第13話 足りないもの

「じゃあ、ウィリアムさんのところに戻るんですね」

「ああ、一度報告にな。ツキのことはもちろん、いろいろ話しておかなければならないことがある」


 ホマレ・ノマドリファインが空を切っている。

 ホシの表情は、憑き物が落ちたかのように晴れやかだ。

 ルグドーはそのことが自分のことのように嬉しい。

 が、悩みの種もできてしまった。

 出立前に交わした会話を思い出す。


「これからのことなんだが……ルグドー、君は何かやりたいことは見つかったか?」

「ぼ、ぼんやりとは……」

「そうか……。私との旅では、経験に偏りが出るだろう。違う方法を考える時期なのかもしれないな」


 あの時はっきりと想いを伝えれば良かったのに、躊躇ってしまった。気恥ずかしさとか、図々しいのではないかという後ろめたさとか。
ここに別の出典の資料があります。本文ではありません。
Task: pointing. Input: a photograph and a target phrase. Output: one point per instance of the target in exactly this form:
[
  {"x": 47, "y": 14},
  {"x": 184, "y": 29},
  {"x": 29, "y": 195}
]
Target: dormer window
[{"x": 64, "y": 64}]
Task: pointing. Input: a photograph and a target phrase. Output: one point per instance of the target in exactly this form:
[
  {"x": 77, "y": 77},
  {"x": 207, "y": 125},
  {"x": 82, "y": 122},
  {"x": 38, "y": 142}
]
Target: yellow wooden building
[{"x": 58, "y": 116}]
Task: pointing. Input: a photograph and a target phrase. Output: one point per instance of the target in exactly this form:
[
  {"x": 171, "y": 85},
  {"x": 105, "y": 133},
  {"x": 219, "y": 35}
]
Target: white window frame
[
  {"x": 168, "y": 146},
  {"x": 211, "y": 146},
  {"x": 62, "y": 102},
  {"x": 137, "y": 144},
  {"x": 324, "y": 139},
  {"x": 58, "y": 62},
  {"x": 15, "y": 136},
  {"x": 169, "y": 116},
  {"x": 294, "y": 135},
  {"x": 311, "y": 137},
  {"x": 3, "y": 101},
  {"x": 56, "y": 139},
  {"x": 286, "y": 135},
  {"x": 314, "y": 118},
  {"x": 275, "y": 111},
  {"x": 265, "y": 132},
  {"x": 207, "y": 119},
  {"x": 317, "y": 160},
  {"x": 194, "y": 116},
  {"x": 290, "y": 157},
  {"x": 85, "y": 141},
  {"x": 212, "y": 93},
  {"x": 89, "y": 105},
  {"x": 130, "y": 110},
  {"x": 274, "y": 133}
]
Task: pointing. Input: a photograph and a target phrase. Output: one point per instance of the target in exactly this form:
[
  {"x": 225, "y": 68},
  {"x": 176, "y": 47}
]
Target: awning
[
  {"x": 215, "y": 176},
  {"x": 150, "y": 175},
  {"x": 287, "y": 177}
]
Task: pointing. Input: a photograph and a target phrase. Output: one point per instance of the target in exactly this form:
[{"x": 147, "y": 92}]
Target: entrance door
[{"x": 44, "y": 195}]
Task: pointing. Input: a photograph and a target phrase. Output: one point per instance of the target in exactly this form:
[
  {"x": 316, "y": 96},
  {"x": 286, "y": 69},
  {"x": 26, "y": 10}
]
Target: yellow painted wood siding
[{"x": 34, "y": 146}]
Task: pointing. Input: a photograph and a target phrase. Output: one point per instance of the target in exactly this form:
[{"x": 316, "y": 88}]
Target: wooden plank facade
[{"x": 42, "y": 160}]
 否定された時、関係が壊れてしまうのではないかという恐ろしさで。


(意気地なし……)


 自身の不甲斐なさに嘆息した。

 まだまだ足りないものがある。

 今、一番必要なものは――。


 

 ※



 ホシはサブモニターで目的地と現在位置を確認しながら、ペダルを踏んで最適な速度を保つ。

 世界の色が違って見える、と言えば大げさだが、快晴の空も、眼下に広がる森も、気負わずに見ることができていた。いつもはそこに罪悪感や焦燥感がセットでついてきたというのに。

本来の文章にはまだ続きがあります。